One of the doors of Miller’s car could not be locked. The officer who took the property testified that he did not try to get into Miller’s car trunk and that he neither had, nor asked Miller for, the car keys. Even if (1) Miller’s property could have fit into his car trunk and (2) a key thereto would have been furnished by him had the officers requested it, taking the property to the police station was a reasonable alternative method of protecting the property. Indeed the property would in all likelihood be safer at the police station than it would have been had it been placed in Miller’s car trunk in view of the high crime area in which the car was parked. The officers had reason to believe that the car would be left unattended for more than a de minimis period of time since they arrested Miller for a traffic violation.
Safeguarding the property manifestly was not solely for the owner’s benefit but also for the benefit of others. To leave the property in the unattended car following Miller’s arrest would have invited the commission of crime by minors and others and could have led to a needless consumption of police time in efforts to retrieve the property.
McComb, J., concurred.
Reasonable cause exists “when the facts and circumstances within the knowledge of the officers at the moment of the arrest are sufficient to warrant a prudent man in believing that the defendant has committed an offense. [Citations.]” (People v. Talley, 65 Cal.2d 830, 835 [56 Cal.Rptr. 492, 423 P.2d 564].)

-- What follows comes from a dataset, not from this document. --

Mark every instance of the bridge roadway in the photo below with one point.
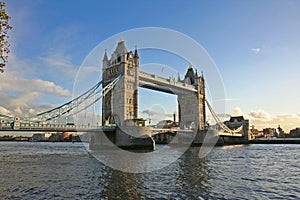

LaFave, supra, notes (at p. 255, fn. 49) that 1 Restatement of Torts (1934) section 119, comment j, concludes that if the actor’s belief that the other was guilty of the felony were required only one suspect could be arrested. Some of the majority’s language in this case indicates that a belief by the officer of the other’s guilt of a particular crime is required, although other of the majority’s language indicates that it is sufficient if the officer suspects the other’s guilt of a particular crime. Only the former language, of course, presents the problem mentioned by the Restatement of Torts, supra.
The majority also state that “Although the officer must suspect that an individual has committed the elements of a crime in order eventually to establish probable cause to arrest for commission of that crime, the officer need not articulate all his suspicions at the time of arrest, so long as he informs the arrestee of at least one ‘cause of the arrest.’ (Pen. Code, § 841; People v. Maddox ... 46 Cal.2d 301, 305 [294 P.2d 6]; People v. Superior Court ... 15 Cal.App.3d 146, 151-152 [92 Cal.Rptr. 916]; People v. Graves ... 263 Cal.App.2d 719, 737-738 [70 Cal.Rptr. 509] ....)” None of the citations support the first clause of the quoted statement.
A hypothetical example of the above appears in LaFave, supra, at page 254. “An officer investigating a murder found that the assembled evidence made it highly probable that a particular person had committed the offense. The suspect was a longtime personal friend of the officer, and consequently the officer could not bring himself to believe the suspect would commit such a crime. He nonetheless placed his friend under arrest.”